Cut to 12 years later, I still live in Chicago. I went back to school and got my degree. I have a good job. I just celebrated my first wedding anniversary (albeit in quarantine rather than the Mexico trip we had scheduled), we have an awesome dog, and we’re closing on a house next month.

All of this because I took mushrooms and decided to move to Chicago.”

13. Years of struggle.

“There was an incident where a good friend of mine got kicked out of where we were living.

The owner called me and told me the whole thing and said I was welcome to stay because I had not created any of the problems. My friend came to tell me about it and told me “we have to move out”.

I told her I was told something different and she snapped at me that I couldn’t stay there if she wasn’t there. I was too much of a coward to stand up to her and deal with the consequences of losing that friendship.

So I left that house and struggled for years. School would have been easier, I could have saved, gotten a car. That was such a defining moment and I’m so sorry I chose wrong. I was 18.”

14. Nice!

“Was working a dead end service job in the early 90s. On a day off, had a couple friends over and we were bored so we decided to go bowling – which we hardly ever did. But for extra variety also decided to go one suburb over to a different bowling alley than we would normally go to.

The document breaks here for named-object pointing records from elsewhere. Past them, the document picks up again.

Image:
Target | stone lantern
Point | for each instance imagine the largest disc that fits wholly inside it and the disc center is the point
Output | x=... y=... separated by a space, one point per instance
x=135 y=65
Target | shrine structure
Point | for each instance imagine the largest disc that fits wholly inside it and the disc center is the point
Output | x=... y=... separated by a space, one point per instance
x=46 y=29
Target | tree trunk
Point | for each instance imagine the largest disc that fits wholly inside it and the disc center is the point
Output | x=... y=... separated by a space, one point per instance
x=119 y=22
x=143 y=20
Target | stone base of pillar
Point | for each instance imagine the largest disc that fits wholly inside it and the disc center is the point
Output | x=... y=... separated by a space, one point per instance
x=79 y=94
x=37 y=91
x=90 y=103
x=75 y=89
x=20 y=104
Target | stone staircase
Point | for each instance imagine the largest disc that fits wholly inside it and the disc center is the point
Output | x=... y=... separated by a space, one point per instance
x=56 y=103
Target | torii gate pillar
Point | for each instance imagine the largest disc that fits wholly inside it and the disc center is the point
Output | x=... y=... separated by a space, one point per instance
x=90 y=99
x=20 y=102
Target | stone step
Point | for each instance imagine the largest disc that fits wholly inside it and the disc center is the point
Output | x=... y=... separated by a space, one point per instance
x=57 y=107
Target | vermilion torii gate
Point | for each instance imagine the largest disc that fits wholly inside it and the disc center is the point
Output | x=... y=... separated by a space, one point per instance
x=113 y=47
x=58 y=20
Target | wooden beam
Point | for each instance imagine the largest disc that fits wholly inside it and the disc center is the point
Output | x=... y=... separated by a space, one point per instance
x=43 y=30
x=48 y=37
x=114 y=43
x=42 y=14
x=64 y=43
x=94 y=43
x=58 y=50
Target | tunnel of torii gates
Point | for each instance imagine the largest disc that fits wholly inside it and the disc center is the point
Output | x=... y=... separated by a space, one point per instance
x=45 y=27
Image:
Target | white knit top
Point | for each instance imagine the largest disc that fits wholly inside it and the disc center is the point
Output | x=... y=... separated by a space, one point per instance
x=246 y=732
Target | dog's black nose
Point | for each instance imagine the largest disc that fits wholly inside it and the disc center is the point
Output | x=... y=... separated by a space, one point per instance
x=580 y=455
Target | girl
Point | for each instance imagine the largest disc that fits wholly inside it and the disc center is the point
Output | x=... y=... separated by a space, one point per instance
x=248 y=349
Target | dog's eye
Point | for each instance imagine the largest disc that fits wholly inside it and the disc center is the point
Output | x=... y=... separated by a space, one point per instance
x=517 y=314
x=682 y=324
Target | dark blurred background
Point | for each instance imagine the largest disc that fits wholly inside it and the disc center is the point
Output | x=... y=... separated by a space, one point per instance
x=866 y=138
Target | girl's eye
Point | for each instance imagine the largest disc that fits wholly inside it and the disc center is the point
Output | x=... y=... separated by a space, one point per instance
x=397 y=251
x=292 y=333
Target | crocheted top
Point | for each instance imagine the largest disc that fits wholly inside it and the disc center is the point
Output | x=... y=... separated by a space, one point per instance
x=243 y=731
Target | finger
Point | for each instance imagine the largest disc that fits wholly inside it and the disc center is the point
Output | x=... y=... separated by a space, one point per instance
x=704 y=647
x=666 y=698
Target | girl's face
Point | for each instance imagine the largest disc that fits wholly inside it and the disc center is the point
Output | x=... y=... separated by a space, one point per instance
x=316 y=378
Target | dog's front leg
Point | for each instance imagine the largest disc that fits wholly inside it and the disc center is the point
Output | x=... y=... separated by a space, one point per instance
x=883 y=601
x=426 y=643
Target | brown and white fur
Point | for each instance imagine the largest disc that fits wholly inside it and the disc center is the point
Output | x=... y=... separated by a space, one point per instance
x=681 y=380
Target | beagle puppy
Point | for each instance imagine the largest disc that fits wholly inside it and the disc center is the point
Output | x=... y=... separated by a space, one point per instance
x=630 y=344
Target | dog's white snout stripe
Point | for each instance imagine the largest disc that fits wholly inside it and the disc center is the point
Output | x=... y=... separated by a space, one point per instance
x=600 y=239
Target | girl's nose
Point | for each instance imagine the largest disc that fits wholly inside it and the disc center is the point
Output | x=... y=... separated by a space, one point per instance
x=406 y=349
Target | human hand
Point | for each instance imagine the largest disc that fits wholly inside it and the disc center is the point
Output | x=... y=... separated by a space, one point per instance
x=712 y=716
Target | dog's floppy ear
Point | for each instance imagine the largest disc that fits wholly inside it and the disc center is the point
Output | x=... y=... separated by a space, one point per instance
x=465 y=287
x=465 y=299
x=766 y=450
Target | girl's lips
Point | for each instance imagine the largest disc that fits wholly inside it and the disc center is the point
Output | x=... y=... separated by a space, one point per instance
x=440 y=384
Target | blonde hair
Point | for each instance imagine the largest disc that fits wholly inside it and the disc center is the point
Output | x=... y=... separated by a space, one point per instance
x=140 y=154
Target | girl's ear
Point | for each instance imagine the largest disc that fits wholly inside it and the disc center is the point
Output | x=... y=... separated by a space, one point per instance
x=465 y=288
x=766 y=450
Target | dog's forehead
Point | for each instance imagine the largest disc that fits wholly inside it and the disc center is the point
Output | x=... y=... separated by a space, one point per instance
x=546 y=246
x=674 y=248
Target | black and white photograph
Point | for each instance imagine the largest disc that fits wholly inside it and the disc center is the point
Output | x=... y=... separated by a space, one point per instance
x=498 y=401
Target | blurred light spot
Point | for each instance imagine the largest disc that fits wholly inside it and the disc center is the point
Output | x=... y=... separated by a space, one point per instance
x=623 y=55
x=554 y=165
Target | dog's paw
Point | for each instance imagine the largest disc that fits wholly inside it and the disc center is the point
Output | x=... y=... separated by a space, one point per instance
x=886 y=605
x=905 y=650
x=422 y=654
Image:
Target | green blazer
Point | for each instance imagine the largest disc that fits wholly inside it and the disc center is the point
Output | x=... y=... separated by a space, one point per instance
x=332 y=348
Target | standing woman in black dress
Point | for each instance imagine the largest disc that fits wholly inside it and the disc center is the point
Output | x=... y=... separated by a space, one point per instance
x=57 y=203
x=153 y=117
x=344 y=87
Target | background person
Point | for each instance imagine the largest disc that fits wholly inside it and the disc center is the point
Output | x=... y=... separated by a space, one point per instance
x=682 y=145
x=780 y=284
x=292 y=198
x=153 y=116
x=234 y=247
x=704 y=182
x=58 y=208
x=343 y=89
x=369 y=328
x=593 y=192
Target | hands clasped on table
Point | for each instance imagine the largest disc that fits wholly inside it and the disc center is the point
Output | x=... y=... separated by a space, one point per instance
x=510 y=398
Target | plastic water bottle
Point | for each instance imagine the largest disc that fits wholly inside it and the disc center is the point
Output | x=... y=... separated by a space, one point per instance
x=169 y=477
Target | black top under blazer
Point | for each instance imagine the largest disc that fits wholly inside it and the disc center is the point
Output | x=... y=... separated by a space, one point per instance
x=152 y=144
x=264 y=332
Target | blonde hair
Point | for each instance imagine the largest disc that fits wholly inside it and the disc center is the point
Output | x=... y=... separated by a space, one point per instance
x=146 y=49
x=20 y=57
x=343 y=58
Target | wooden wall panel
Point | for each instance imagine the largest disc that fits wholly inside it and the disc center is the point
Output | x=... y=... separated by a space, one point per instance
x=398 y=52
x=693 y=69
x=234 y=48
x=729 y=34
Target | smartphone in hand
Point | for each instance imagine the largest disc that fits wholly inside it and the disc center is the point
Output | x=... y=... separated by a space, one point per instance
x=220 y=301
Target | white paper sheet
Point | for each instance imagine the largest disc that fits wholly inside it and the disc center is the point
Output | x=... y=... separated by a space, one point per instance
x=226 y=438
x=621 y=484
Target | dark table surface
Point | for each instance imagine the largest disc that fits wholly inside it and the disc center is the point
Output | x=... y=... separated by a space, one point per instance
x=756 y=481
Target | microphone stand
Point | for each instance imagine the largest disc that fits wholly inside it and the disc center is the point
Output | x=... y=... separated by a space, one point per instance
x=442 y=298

Bowled a couple of games, and then the next lane over starts filling up with a group, two guys I knew from high school are in that group and we get to chatting, one of them works for a software company that needed a phone support guy and he recalled I was into computers (this was 1991 so there wasn’t a flood of kids from college looking to get into the industry yet).

So he asked me to come in for an interview at the place. Went down 2 days later, got the job, spent 7 years at that company, and now going on 28 years in the tech industry – all with a high school diploma and a basic network evening course that first company paid me to take a couple years after I started with them.”

Now we’d like to hear from you.

Have you ever made any life-altering decisions or mistakes?

If so, please share them with us in the comments.

Thank you!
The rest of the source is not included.